We all agree that a strong manufacturing base is crucial to the nation's future and prosperity. A strong home manufacturing market is central to a strong export market. Some people may say, "You would say that, because you represent a manufacturing area," but it is more than that. I was born and brought up and have lived for most of my life in manufacturing areas, and I therefore feel with some humility, as the hon. Member for Clwyd, South-West (Mr. Jones) said, that I have some knowledge of what we are discussing.

I was much encouraged by my discussions with my right hon. Friend the Secretary of State and my hon. Friend the Minister on Wednesday. When my right hon. Friend replies to the debate, I hope that he will give the House and the textile and clothing industry, which is listening carefully and will carefully read what has been said, the Government's position on the phasing out of the MFA and the phasing in of the strengthened GATT rules. If he assures us that the Government are fighting for a long phasing-out period—that was my impression from speaking to them both this week—it would encourage the textile industry to invest even more. Someone is on the verge of announcing a £1 million investment in a project not many yards from my boundary, not because he sees that the wool textile industry is at its best now, but because he sees a future for it. Some reassuring comments from my right hon. Friend the Secretary of State today would help to release that £1 million investment, which we desperately need.
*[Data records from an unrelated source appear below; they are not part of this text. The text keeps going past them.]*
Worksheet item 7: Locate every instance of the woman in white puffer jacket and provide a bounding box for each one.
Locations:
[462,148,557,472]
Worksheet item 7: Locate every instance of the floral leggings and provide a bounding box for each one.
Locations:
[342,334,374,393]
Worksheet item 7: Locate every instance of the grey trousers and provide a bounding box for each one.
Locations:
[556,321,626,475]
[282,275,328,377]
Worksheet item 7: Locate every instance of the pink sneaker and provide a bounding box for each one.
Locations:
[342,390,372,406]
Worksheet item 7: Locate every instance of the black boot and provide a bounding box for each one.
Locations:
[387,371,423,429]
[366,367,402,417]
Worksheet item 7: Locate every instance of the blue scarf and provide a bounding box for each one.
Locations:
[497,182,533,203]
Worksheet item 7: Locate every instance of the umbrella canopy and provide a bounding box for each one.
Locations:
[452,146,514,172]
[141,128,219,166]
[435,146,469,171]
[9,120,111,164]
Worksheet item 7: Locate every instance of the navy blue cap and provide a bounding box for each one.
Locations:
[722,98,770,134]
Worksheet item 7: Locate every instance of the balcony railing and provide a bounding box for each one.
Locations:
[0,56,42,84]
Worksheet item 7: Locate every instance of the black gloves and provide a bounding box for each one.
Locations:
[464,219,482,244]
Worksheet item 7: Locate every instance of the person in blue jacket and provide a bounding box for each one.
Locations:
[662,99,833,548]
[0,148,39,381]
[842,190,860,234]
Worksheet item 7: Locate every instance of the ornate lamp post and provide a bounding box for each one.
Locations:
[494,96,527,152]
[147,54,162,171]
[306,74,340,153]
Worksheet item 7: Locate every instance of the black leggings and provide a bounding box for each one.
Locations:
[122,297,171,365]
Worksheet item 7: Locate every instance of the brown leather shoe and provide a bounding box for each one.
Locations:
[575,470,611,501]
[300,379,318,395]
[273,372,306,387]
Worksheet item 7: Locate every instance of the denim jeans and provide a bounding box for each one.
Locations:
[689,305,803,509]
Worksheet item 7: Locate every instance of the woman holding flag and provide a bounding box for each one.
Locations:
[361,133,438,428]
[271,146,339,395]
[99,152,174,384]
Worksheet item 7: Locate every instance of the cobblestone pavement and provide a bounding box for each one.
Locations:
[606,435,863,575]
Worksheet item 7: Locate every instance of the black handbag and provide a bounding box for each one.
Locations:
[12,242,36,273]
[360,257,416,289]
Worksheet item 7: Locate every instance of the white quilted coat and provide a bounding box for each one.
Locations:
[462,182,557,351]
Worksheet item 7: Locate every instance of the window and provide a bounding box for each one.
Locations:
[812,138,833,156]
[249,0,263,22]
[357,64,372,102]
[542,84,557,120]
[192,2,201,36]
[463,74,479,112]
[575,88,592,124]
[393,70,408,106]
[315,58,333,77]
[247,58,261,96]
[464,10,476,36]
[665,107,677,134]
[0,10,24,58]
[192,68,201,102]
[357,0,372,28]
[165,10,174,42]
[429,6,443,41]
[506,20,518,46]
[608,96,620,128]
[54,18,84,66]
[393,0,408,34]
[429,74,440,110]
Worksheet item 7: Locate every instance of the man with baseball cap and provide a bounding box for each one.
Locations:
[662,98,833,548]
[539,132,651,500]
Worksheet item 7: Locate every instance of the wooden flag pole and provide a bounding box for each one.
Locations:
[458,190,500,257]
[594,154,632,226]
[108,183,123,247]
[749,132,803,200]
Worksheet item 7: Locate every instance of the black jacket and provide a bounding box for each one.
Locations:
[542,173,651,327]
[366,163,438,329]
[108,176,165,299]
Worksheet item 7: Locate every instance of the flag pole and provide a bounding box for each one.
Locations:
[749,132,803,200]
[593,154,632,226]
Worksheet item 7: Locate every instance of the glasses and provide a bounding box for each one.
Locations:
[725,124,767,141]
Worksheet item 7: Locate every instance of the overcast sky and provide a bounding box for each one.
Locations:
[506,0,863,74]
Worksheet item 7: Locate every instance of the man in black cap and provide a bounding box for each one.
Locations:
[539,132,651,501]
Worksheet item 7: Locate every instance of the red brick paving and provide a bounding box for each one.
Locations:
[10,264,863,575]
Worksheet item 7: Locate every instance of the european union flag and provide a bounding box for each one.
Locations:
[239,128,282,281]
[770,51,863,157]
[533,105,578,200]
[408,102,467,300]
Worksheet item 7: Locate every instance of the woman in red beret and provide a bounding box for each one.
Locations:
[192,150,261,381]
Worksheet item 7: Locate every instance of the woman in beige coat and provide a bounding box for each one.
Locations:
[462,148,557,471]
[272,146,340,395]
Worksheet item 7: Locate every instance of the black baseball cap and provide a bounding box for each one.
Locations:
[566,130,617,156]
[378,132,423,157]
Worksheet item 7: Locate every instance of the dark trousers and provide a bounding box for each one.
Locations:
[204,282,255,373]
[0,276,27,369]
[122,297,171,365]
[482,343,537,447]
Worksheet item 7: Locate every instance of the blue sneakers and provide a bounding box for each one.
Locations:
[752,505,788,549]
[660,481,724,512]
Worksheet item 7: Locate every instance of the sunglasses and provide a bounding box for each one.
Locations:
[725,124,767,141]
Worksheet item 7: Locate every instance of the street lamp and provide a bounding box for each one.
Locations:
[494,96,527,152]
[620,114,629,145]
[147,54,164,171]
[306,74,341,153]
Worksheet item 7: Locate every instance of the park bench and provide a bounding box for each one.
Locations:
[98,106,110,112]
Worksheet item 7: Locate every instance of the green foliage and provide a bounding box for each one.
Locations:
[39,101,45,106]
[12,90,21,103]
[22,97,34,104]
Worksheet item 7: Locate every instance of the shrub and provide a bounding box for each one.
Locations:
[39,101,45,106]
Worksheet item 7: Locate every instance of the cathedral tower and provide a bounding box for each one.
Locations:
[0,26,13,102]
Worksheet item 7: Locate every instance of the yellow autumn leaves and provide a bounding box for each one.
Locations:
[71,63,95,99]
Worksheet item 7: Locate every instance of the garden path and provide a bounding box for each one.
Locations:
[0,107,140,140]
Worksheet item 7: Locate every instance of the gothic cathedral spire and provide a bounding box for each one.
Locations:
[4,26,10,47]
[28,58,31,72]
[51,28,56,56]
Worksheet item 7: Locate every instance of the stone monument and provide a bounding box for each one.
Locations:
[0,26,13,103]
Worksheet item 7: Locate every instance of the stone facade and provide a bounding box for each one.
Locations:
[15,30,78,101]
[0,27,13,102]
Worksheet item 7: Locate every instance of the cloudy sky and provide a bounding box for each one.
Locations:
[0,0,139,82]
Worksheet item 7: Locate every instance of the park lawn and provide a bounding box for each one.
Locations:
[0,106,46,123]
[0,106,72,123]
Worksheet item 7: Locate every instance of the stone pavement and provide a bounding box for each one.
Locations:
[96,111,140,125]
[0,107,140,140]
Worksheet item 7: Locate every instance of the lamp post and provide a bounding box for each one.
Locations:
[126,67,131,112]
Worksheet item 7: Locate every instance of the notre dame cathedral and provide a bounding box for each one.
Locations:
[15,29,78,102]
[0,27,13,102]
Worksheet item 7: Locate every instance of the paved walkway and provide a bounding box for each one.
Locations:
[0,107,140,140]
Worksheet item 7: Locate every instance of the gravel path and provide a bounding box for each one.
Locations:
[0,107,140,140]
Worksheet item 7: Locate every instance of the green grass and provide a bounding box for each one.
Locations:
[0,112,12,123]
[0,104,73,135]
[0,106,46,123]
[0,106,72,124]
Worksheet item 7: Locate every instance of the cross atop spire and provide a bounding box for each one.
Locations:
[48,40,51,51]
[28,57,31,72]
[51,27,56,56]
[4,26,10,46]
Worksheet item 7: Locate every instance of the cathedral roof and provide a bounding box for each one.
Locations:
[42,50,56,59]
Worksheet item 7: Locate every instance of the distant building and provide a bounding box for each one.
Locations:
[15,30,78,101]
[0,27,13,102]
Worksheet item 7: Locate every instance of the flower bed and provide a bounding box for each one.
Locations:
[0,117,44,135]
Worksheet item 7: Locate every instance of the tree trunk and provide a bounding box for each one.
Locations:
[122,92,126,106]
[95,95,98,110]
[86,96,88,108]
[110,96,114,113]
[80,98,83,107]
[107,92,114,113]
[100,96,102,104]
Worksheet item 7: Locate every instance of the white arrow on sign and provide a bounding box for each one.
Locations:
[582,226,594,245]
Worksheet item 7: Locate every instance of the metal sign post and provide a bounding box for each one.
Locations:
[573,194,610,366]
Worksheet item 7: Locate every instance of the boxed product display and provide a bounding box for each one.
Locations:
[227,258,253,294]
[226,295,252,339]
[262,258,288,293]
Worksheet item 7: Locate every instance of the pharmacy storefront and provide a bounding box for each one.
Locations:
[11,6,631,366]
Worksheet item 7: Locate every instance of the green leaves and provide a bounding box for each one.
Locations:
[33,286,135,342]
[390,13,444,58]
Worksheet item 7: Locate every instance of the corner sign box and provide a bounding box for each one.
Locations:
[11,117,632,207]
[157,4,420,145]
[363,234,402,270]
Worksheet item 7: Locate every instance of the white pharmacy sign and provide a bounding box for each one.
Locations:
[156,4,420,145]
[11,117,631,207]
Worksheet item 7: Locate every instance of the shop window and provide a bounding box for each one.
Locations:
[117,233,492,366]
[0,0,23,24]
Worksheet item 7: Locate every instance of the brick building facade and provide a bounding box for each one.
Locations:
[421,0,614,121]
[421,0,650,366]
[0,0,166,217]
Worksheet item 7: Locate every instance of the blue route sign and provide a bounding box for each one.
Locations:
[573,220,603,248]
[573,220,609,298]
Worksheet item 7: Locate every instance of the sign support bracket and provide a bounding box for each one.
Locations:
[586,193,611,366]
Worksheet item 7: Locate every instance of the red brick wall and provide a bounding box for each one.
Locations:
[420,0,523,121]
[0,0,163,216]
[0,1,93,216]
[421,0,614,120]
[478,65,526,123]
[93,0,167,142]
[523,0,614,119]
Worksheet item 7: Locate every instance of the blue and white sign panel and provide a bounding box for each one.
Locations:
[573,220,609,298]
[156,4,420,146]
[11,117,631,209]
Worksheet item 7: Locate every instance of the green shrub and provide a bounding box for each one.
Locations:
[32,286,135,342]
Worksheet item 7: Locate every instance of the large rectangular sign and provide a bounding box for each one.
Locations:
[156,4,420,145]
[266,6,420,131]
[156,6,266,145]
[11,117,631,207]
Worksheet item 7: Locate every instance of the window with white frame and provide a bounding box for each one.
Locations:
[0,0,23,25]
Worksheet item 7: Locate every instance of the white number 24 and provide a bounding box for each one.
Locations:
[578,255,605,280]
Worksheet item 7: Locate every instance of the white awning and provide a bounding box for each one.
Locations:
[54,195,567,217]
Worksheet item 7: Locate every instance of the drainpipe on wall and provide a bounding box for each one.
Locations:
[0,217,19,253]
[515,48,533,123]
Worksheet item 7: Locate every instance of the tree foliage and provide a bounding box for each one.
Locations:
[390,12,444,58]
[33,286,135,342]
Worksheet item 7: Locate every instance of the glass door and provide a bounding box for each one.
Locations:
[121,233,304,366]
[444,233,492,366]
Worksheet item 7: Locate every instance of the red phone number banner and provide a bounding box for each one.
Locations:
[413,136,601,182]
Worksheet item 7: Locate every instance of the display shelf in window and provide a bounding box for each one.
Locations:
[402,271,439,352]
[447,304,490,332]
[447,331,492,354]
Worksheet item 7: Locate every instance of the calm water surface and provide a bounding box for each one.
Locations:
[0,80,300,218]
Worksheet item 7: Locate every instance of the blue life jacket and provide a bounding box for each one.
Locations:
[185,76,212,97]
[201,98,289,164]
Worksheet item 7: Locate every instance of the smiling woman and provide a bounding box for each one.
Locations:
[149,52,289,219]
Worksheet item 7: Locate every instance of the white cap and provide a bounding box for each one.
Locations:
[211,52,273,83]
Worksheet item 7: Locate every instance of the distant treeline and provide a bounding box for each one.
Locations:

I apologise to my right hon. Friend for the fact that, regrettably, I cannot be here to hear his reply to the debate. Like many hon. Members this morning, I have cancelled constituency engagements at short notice to be here. With the help of British Rail, if its trains are running again, I must go back north to continue my constituency work. I hope that my right hon. Friend will accept my apology. I assure him that on Monday I shall read extremely carefully in Hansard what he says, in the hope that we can all reassure the textile and clothing industry that it is of prime importance not only to the Members of Parliament who represent textile areas but to Ministers, who will put emphasis on the negotiations as we approach 3 December.